Vins du Sud de la France. From Minervois and Faugères

Vins du Sud de la France. From Minervois and Faugères
The Languedoc is a huge wine area in the south of France. To the east it bounds with the Southern Rhone, to the west, after a couple of hours on the A61, you'll arrive in the vineyards of Bordeaux. According to Wine-Searcher, "nearly a third of all the wine-bearing vines in France" are grown here. Quite a few appellations across the area and probably the best known are Minervois, Saint-Chinian, Corbieres, Fitou, and Faugères.

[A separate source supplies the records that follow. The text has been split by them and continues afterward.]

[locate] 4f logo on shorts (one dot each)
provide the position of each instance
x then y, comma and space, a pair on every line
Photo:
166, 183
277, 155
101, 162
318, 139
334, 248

Had this beauty not too long before and, with a generous price cut on view, I couldn’t resist going for this GSM (Grenache, Mourvèdre / Monastrell, Shiraz / Syrah) again. And glad to say this vibrant blend was every bit as good as I remembered.
Dark ruby is the colour of this supple unoaked Minervois from certified sustainably farmed vineyards. In the intense aromas you’ll find black fruits (plums, cherry). Soft, juicy, fruity, terrific balance and a long finish. This easy-drinking rather elegant wine, with silky tannins, is full bodied and lush, immediately loveable, with a persistent finish and a touch of spice, this is Very Highly Recommended. Pair with paté, roasted meats and pasta. Serve at 18 degrees.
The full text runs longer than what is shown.